The Coveo On-Premises Crawling Module allows you to crawl on-premises content in order to make it searchable in a Coveo Cloud V2 powered search page (see Supported Content). Customers that cannot open an inbound port in their firewall for the Coveo cloud-hosted crawlers to access their on-premises content are the typical Crawling Module users.

If you want to crawl on-premises content and can open a port in your firewall to let a Coveo cloud-hosted crawler access your content, refer to the Coveo Cloud V2 administration console documentation (see Available Coveo Cloud V2 Source Types).

The cloud-hosted Coveo Cloud V2 crawlers pull content from cloud and on-premises secured enterprise systems to make it searchable. The Coveo On-Premises Crawling Module, however, runs outside of the Coveo Cloud V2 environment. It pulls your content from your on-premises systems, and then sends it to a push-type source, which serves as an intermediate to index the data.
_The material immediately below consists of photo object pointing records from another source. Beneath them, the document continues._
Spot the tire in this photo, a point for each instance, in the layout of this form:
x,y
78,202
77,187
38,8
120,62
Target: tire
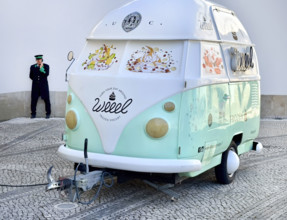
x,y
222,176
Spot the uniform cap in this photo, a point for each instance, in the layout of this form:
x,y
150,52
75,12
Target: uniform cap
x,y
38,57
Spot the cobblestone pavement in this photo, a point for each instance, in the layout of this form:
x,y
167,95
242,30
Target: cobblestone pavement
x,y
28,148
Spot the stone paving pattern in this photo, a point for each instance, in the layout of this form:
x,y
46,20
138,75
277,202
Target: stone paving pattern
x,y
28,148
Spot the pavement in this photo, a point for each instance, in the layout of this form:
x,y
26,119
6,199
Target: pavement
x,y
28,148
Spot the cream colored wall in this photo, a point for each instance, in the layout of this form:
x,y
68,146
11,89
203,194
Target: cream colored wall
x,y
52,28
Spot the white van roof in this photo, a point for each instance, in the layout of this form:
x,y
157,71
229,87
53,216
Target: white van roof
x,y
163,20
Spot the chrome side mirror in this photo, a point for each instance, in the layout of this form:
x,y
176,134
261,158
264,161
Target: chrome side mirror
x,y
70,56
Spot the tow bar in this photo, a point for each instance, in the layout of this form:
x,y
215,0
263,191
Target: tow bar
x,y
85,181
88,180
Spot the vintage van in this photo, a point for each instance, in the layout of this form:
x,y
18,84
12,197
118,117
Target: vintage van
x,y
164,86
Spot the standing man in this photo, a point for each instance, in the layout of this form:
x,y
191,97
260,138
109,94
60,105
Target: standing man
x,y
39,73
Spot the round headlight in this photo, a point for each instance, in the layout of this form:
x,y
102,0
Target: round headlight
x,y
157,128
69,99
169,106
71,119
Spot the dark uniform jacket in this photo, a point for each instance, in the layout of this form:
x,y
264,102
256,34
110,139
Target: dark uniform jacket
x,y
40,85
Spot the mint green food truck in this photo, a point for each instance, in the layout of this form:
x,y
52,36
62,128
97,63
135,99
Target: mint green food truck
x,y
163,87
Once the Coveo On-Premises Crawling Module is installed on your Windows machine, all communications are outbound, and no inbound ports to your secured enterprise system are required. Nevertheless, a Coveo Cloud V2 source fed by the On-Premises Crawling Module supports the same features as cloud source (see Sources Page).

Supported Content

The following on-premises content can be crawled using the Coveo On-Premises Crawling Module (see Creating a Crawling Module Source):

Your Coveo Cloud V2 license must include Crawling Module source types (see Requirements).

Workflow

The Coveo On-Premises Crawling Module indexing workflow is the following:

  1. Maestro authenticates to a Coveo Cloud V2 organization and receives an API key.
  2. Maestro provides the API key to the Crawling Module workers.
  3. The Crawling Module workers periodically poll the Coveo Cloud V2 platform for source update tasks (see Refresh, Rescan, and Rebuild). When an update is due, the next available worker will execute it.
  4. The MySQL Coveo Database provides the worker with information regarding the last update operation, such as the source state and the URI of indexed items. As a result, the worker knows what content was crawled during the last crawling operation. It therefore uses this information to provide refresh operations.
  5. The worker crawls the content and provides the Push API with the changes that have been made since the last update operation. The worker also authenticates with the API key received from Maestro.
  6. The Push API indexes the received changes so that Coveo Cloud V2 is up-to-date with your on-premises content.

  • To make deployment easier and increase worker scalability, your workers and local database are inside Docker containers. This ensures that they run smoothly, regardless of your environment configuration.
  • The workflow above does not take into account the option you have to index the permissions corresponding to your secured content. If you want to index secured content and take access permissions into account, contact Coveo Support.